As a family, when our three kids were small, we were seriously addicted to camping. National parks, commercial campgrounds, and sometimes even in the back yard next to the pool. (We had a swimming pool until changing weather conditions changed that, cracking the pool and giving the city the excuse it needed to bully us into removing the pool and declaring bankruptcy over the expenses my week in the hospital after losing the argument with the city caused.) So, in the back yard it was okay to sleep naked outdoors and go skinny dipping in the pool accidentally in the middle of the night when you have to go into the house to pee. And it was great.
And even in national parks, you can get away with a bit of naked camping if you wait until after dark. And in Texas the risk of rattlesnakes was real. Except in one place we camped. Over East near Victoria, Texas there was a park with a man-made lake that had alligators in it… and water moccasins… and eagles flying above it. So, there were no rattlesnakes. The alligators and the eagles eat them. But the alligators and eagles don’t eat water moccasins. So, no skinny dipping after dark
We spent one Thanksgiving weekend at that park in Victoria with the gators, eagles, and water moccasins.
And we went with my in-laws, grandpa and grandma, and my sister-in-law and her second husband with their three kids and their fancy, air-conditioned motor home. And my parents, one of my two sisters, and my little brother and his wife, dedicated tent campers all. (And all of them dedicated to the idea of NOT being nudists.) It was an unusual Thanksgiving because my wife’s family is Filipino. And we had a lot of fried fish and fried hot dogs and friend stuff with Filipino names. And a turkey that my brother was determined to cook in an oil cooker that sat over the campfire which he had learned how to use at his place near Houston. The Thanksgiving campfire, oil-cooked-turkey experiment got flash-cooked in a sudden whoosh of unexpected fireballs, and the blackened bird meat ended up being a favorite of all the Filipinos. Myself, I was planning to eat hot dogs all along. I don’t like turkey. But it was a very warm November in Southeast Texas that year. And it was hot way late into the night. I was not allowed to sleep nude because… well, wife’s orders. She and my three kids left our tent every night before a half hour of tossing and turning in the humid heat had passed, and ended up in the motor home with the air conditioning. Leaving me to swelter in the tent alone. Which I didn’t do.

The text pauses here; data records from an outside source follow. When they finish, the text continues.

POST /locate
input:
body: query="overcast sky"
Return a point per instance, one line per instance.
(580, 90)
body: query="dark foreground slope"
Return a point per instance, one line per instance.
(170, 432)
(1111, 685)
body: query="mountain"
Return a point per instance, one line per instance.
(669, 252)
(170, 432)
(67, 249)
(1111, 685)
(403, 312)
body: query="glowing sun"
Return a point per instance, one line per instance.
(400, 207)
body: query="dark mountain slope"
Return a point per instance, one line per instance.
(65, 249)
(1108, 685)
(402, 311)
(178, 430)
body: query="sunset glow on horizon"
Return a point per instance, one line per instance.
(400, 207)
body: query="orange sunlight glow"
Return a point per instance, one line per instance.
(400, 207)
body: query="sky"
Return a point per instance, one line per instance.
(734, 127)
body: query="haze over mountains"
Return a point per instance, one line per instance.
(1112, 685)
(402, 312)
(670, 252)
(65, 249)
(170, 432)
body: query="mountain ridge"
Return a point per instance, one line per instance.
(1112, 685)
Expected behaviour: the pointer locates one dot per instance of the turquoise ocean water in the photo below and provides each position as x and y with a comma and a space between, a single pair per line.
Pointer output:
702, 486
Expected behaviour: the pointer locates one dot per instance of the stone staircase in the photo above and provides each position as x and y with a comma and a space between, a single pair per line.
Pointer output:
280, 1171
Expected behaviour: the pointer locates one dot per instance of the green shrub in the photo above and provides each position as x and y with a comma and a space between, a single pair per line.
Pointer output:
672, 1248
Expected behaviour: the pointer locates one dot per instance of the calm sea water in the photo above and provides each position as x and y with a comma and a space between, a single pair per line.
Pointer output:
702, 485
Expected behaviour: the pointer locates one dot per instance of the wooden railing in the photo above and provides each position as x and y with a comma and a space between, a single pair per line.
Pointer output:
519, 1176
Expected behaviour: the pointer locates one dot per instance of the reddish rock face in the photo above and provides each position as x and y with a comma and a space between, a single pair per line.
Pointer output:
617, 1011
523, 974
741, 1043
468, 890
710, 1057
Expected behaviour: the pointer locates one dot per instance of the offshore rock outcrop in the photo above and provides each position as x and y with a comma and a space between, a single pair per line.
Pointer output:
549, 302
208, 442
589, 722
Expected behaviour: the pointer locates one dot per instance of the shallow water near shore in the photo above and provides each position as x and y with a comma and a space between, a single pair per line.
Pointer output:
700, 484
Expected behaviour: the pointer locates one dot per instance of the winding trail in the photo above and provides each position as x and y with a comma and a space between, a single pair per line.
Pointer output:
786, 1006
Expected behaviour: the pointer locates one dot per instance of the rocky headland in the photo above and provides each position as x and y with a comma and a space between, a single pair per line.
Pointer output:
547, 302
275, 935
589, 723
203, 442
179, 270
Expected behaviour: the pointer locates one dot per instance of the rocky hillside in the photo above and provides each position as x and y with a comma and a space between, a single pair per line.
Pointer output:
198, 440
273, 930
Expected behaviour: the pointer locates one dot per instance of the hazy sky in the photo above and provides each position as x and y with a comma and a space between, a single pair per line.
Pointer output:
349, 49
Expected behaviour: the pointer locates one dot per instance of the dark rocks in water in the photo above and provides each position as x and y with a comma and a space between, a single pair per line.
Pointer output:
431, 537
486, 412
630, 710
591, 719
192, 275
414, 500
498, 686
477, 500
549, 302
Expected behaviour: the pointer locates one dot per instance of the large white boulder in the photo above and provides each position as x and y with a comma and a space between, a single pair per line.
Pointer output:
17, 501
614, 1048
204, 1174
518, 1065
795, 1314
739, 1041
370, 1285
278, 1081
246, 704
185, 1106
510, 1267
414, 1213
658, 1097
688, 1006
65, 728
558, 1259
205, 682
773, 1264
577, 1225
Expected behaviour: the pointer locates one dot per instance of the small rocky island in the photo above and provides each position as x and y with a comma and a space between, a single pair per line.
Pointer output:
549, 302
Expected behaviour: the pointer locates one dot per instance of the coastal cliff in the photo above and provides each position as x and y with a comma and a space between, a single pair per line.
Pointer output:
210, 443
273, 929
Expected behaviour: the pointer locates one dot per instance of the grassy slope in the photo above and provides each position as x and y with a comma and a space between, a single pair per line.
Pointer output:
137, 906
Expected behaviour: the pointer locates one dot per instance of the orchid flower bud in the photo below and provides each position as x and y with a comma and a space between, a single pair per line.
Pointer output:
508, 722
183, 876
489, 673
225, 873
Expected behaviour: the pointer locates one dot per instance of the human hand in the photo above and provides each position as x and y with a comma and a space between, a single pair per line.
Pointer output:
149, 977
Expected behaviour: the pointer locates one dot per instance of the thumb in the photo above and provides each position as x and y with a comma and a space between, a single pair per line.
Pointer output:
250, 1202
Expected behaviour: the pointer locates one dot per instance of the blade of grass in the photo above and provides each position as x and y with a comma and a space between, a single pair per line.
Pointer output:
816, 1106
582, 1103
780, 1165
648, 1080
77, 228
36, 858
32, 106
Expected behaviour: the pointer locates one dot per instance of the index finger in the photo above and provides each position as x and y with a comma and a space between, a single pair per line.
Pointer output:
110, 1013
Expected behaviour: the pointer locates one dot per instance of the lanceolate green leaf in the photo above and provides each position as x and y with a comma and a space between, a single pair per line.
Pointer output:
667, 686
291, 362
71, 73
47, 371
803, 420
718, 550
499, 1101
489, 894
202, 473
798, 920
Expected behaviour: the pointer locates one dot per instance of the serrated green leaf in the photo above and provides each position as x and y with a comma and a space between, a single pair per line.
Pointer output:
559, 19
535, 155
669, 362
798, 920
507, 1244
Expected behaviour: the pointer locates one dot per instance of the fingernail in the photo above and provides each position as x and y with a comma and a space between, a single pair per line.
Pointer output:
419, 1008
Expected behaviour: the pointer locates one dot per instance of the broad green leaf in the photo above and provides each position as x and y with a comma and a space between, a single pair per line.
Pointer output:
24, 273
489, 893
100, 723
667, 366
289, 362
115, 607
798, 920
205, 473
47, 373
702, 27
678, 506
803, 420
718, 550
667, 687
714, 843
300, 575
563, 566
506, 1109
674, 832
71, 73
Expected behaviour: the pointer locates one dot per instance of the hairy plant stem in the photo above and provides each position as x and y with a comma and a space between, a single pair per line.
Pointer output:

Having learned from the alien encounter in Iowa about the possibility of naked transcendental experiences, I spent four nights that holiday walking in my sleeping robe down to a picnic table on the shore of the lake. Water moccasins hunt in the water. So do alligators. So as long as I stayed at the picnic table on the land side, I could sit naked in the coolest night air available, occasionally glancing at the water hoping to see alligators whenever I heard a splashing. And I could look up at a star-filled, cloudless sky. And I thought about nothing, but felt everything. I was connected to the heart of the universe for four straight nights, and it cleansed my soul. I eventually felt cool enough to go back and sleep in the tent, but my mind stayed connected as I slept. And it was a memorable holiday experience for more reasons than just the blackened turkey story.
And most importantly, no relatives were mooned beyond their ability to cope with Mickey’s weirdness. Nobody even asked about it… almost as if no one had seen.